150 different varieties just for one recipe. That is the kind of thoroughness I’m talking about here. As you’ll see later this week, my chicken saltimbocca came out perfect.
Test Kitchen Resources
There is a side benefit of cooking hundreds of versions of a recipe. You can use those trials to test hundreds of different cooking methods, tools, and ingredients. The last 40 pages of the book are these findings and I found them to be incredibly helpful. There are awesome tips on stews, roasting meat, prepping fish, and stocking a baking pantry just to name a few.

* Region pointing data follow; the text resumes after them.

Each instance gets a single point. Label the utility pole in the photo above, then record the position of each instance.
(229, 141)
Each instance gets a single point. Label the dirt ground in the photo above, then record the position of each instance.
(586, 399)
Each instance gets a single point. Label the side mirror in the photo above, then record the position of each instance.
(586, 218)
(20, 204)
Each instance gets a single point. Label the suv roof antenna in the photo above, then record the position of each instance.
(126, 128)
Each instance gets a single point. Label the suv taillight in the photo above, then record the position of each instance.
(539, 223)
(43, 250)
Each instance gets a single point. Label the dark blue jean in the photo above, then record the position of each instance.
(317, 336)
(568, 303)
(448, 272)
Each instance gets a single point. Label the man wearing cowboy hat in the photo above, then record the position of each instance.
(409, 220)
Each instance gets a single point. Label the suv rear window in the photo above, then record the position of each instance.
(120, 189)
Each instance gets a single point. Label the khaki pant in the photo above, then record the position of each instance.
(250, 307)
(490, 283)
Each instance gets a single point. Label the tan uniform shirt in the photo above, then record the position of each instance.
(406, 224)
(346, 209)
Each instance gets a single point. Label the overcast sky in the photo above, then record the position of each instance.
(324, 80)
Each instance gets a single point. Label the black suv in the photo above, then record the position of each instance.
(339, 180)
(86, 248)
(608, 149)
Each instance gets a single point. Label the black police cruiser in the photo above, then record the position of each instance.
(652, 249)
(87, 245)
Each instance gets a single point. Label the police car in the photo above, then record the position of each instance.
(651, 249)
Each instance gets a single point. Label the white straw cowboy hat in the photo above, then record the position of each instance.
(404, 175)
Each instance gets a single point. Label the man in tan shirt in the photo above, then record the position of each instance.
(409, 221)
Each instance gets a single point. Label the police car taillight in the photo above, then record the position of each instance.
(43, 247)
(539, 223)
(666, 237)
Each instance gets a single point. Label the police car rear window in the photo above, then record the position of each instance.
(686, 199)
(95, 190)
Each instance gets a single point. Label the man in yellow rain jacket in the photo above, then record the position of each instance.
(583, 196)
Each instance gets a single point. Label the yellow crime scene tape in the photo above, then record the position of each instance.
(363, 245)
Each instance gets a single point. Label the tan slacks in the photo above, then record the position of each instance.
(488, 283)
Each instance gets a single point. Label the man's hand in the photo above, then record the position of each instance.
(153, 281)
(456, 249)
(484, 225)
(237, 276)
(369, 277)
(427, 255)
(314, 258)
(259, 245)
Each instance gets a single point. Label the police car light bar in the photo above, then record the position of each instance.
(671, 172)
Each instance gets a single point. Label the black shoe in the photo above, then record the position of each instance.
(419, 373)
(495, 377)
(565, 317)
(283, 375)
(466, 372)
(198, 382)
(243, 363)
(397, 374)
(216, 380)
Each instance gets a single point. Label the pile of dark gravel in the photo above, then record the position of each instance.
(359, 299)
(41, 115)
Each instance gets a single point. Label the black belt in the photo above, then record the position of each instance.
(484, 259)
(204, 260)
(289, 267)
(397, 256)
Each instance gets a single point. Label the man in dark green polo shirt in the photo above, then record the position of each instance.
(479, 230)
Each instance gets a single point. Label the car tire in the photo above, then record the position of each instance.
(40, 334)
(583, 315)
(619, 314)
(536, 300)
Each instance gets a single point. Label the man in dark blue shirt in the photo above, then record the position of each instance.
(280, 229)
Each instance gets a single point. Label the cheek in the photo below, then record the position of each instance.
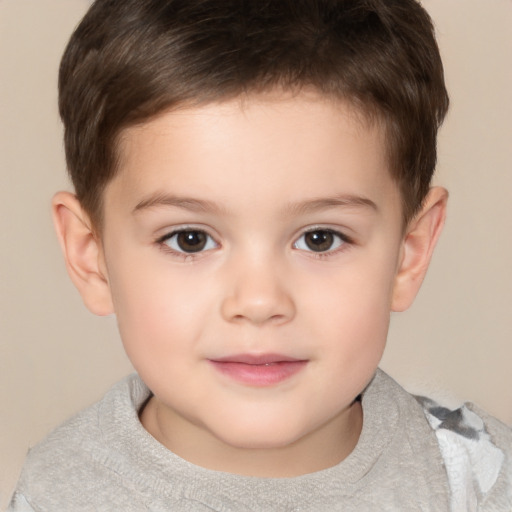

The equipment reviews are awesome. Want to know the best kind of garlic press? Well, they will tell you that it is this one. They will also recommend this mandoline, this pepper mill, and this liquid dish detergent just to name a few.
After reading through this book, I’m really excited to try more of the recipes. The explanations and background behind the recipes not only make those recipes seem simple, but you also start to get a glimpse into the minds of really good chefs and guess what – that makes you better in the kitchen.